Cette clarification des rôles respectifs du Ministère des affaires étrangères et de l'Agence française de développement suppose que deux conditions soient satisfaites. D'une part, il est indispensable d'établir des passerelles entre l'AFD et le Quai, afin que les fonctions de conception puissent être nourries en permanence par les leçons de l'expérience. Une pratique constante d'échanges de personnels pour des périodes déterminées doit ainsi s'instaurer. D'autre part, il est essentiel que la tutelle du Ministère des affaires étrangères sur l'AFD soit renforcée.

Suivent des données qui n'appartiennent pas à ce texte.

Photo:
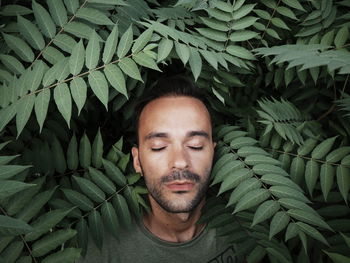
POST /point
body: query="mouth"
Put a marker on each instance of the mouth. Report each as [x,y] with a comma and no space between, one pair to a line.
[180,186]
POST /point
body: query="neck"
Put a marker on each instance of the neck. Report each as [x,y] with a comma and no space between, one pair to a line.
[173,227]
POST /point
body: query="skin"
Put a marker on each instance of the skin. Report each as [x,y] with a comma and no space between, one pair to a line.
[174,154]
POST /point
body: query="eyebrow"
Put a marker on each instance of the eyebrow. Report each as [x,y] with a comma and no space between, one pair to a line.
[166,135]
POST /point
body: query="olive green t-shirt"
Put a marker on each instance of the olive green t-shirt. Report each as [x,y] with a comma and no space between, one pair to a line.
[139,245]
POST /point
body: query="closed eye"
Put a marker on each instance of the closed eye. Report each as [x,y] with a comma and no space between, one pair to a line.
[157,149]
[196,148]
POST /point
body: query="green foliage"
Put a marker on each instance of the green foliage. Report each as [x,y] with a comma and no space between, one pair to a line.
[275,74]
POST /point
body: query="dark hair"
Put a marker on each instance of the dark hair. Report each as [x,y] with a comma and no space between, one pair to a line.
[168,87]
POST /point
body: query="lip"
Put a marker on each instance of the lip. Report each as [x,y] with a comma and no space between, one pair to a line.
[181,186]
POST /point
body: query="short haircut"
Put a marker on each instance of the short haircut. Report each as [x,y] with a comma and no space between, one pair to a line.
[175,86]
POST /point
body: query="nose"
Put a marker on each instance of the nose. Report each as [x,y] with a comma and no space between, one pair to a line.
[179,159]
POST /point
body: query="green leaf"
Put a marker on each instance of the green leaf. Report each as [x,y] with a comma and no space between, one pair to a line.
[76,60]
[7,159]
[52,241]
[85,152]
[116,78]
[213,34]
[8,171]
[291,203]
[142,40]
[183,52]
[337,154]
[72,154]
[241,142]
[240,52]
[294,4]
[287,12]
[24,110]
[110,219]
[36,75]
[308,217]
[97,150]
[129,67]
[281,191]
[297,169]
[312,172]
[102,181]
[63,99]
[256,255]
[276,179]
[69,255]
[145,60]
[257,159]
[234,179]
[278,255]
[343,181]
[78,89]
[242,35]
[94,16]
[90,189]
[20,47]
[31,33]
[45,222]
[248,150]
[6,115]
[164,49]
[243,188]
[92,51]
[80,30]
[110,45]
[62,69]
[35,205]
[95,227]
[226,169]
[72,5]
[65,42]
[114,173]
[263,169]
[265,211]
[18,202]
[210,57]
[244,23]
[125,43]
[341,37]
[122,210]
[327,174]
[13,251]
[279,23]
[323,148]
[59,159]
[251,199]
[83,235]
[12,64]
[279,221]
[9,188]
[13,10]
[337,258]
[312,232]
[99,86]
[78,199]
[215,24]
[195,62]
[58,12]
[242,11]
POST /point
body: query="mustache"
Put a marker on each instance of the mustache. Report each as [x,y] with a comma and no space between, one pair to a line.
[180,175]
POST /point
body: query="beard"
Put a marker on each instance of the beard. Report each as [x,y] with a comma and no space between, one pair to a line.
[179,203]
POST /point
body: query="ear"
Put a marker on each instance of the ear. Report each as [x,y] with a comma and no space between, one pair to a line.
[136,160]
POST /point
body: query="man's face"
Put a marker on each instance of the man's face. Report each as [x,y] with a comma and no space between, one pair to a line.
[175,152]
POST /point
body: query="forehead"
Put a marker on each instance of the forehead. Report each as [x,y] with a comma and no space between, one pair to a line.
[174,115]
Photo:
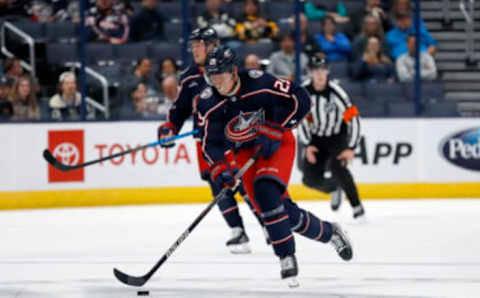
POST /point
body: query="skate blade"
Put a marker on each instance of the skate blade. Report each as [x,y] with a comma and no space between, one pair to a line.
[243,248]
[292,282]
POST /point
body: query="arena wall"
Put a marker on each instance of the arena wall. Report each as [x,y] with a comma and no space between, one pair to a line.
[404,158]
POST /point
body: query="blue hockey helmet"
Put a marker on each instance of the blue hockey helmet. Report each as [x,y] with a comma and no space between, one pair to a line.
[220,60]
[316,62]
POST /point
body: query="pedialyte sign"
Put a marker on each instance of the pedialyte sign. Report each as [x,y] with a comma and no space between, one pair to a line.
[463,149]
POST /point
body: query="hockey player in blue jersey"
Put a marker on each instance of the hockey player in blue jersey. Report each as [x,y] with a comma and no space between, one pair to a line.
[192,81]
[248,111]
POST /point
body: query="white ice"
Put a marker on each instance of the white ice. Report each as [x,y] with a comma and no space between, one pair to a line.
[414,248]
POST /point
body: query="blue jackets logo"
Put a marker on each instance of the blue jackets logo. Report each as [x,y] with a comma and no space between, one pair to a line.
[463,149]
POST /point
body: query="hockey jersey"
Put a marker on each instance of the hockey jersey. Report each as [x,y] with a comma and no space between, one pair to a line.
[258,97]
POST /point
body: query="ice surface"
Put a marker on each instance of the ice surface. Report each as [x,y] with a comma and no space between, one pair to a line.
[415,248]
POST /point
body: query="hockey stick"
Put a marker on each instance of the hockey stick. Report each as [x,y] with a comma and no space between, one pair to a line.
[65,168]
[139,281]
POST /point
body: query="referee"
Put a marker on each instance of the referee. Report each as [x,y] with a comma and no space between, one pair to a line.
[330,133]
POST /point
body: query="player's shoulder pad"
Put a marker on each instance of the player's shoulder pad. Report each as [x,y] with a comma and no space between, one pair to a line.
[206,93]
[335,85]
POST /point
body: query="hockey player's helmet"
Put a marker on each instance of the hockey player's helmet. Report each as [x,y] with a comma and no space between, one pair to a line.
[209,35]
[316,62]
[220,60]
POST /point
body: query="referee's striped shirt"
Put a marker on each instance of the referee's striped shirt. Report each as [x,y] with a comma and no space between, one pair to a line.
[331,111]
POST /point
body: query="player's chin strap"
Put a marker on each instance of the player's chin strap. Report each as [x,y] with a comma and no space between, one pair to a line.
[139,281]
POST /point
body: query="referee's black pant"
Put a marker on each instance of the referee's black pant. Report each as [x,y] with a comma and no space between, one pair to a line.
[313,174]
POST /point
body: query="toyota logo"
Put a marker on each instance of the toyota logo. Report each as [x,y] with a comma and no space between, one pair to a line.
[67,153]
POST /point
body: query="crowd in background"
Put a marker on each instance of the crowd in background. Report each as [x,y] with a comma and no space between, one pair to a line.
[377,41]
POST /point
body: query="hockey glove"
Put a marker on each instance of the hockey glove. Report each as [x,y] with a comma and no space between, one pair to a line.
[222,175]
[166,130]
[269,137]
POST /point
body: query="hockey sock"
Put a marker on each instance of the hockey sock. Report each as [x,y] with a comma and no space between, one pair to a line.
[275,217]
[229,208]
[246,198]
[345,179]
[307,224]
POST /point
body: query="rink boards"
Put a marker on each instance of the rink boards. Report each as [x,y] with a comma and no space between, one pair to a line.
[405,158]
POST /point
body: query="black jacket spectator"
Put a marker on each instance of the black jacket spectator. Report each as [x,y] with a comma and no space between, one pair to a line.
[107,23]
[373,65]
[147,24]
[372,7]
[6,107]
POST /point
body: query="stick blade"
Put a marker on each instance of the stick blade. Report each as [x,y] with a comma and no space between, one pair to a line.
[54,162]
[129,280]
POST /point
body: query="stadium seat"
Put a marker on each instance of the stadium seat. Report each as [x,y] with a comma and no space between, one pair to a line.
[441,109]
[162,50]
[314,28]
[354,5]
[280,10]
[98,52]
[171,10]
[173,32]
[262,50]
[61,53]
[431,91]
[61,32]
[385,92]
[370,109]
[34,29]
[401,109]
[130,52]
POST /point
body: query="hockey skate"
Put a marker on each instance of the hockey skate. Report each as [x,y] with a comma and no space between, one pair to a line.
[289,270]
[337,198]
[341,243]
[238,243]
[359,213]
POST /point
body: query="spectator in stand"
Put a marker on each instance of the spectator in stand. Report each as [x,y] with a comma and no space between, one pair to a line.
[374,65]
[169,67]
[318,9]
[399,6]
[397,37]
[12,68]
[170,93]
[147,24]
[6,107]
[336,46]
[24,99]
[252,61]
[69,11]
[406,64]
[218,19]
[14,8]
[372,8]
[67,103]
[143,74]
[282,63]
[309,44]
[254,26]
[371,27]
[136,107]
[105,22]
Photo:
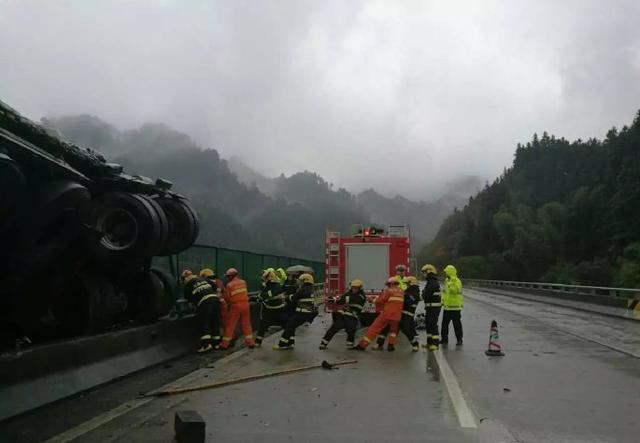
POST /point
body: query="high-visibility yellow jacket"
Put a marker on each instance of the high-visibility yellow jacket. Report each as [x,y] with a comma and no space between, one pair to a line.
[401,283]
[452,299]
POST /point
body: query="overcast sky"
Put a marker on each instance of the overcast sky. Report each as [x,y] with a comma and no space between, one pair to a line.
[403,96]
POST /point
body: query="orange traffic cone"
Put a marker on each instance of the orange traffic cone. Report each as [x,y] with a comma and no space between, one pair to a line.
[494,342]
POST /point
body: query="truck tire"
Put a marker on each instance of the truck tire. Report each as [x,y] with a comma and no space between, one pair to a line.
[170,290]
[133,226]
[52,223]
[184,225]
[84,303]
[147,297]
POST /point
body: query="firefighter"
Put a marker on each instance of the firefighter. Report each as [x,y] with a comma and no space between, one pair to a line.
[205,298]
[304,311]
[452,302]
[407,321]
[237,297]
[272,304]
[391,301]
[401,273]
[432,303]
[281,275]
[347,317]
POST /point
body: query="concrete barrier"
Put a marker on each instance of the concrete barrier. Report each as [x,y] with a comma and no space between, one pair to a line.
[34,377]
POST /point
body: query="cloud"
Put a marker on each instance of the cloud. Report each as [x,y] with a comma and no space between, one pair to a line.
[401,96]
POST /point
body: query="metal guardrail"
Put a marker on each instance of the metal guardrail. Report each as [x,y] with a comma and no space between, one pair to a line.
[602,291]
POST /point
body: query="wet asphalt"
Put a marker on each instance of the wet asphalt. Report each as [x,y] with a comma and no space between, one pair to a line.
[567,376]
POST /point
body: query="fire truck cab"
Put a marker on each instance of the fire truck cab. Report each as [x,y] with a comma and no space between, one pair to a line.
[369,253]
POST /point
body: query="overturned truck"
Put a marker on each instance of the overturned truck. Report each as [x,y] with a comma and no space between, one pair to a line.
[78,236]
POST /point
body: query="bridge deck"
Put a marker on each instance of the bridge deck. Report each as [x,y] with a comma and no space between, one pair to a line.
[567,376]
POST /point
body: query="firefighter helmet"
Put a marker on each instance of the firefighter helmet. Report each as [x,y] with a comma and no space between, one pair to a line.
[207,272]
[186,273]
[411,281]
[231,272]
[429,269]
[306,278]
[269,275]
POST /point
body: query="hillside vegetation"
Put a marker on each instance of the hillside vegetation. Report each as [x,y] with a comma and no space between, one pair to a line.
[563,212]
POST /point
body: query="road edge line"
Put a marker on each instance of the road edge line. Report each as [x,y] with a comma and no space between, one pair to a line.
[466,417]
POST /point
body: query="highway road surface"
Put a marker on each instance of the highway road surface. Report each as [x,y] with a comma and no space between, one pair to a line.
[567,376]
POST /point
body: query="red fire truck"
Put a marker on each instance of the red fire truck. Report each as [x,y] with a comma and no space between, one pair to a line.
[369,253]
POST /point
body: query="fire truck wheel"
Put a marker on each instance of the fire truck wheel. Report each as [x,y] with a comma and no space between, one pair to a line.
[183,224]
[133,226]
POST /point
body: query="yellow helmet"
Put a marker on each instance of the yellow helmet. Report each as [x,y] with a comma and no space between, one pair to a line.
[411,281]
[207,272]
[185,274]
[269,275]
[306,278]
[429,269]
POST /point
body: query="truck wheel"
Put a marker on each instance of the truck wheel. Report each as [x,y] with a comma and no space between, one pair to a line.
[170,290]
[52,223]
[133,226]
[184,225]
[147,297]
[12,185]
[84,303]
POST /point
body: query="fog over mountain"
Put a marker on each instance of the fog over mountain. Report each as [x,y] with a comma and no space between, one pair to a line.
[403,97]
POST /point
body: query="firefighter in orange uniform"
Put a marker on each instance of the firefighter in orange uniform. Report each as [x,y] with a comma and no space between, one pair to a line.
[391,301]
[237,297]
[223,310]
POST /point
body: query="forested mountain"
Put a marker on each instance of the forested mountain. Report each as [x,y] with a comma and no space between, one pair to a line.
[309,189]
[563,212]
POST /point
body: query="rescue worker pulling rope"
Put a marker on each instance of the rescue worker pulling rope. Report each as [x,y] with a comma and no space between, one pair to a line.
[347,317]
[432,304]
[304,311]
[272,304]
[407,321]
[237,297]
[391,301]
[206,299]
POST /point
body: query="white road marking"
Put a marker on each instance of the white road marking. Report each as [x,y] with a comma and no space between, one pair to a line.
[125,408]
[466,417]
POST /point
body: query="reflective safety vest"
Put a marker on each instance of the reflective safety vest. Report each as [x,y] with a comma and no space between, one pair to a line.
[401,283]
[452,299]
[303,300]
[236,291]
[353,303]
[272,296]
[391,300]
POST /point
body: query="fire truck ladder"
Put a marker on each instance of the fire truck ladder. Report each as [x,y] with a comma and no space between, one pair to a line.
[332,264]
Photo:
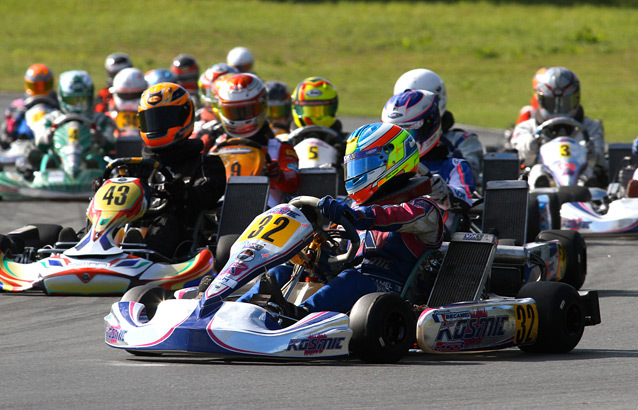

Le principe de crédits délégués par les affaires étrangères à l'AFD conserve toute sa pertinence. Mais la tutelle doit aussi et surtout recevoir une traduction concrète sur le terrain. Ainsi la note de prise en considération, point de départ de l'instruction d'un dossier, devrait être signée par l'Ambassadeur. Ce document pourrait alors déclencher une mission d'évaluation dont le rapport recevrait l'aval de la double tutelle -Quai d'Orsay, Bercy- avant d'être présenté au conseil de surveillance de l'Agence. L'ambassadeur doit ainsi conserver un rôle de pilotage et recevoir des instructions claires pour orienter son action.

Le regroupement des fonctions de mise en oeuvre de l'aide au sein de l'AFD requiert aussi une adaptation importante des structures et de l'organisation de l'Agence dans trois directions principales : une distinction plus claire des activités de banquier et d'opérateur (agissant sur des critères définis par le maître d'ouvrage) ; un effort de déconcentration du processus de décision ; une véritable intégration de la culture et des personnels d'une assistance technique modernisée.

La réforme ne pourra être accomplie sans un volontarisme politique fort à même de surmonter les rigidités et les corporatismes qui demeurent aujourd'hui au sein des structures chargées du développement.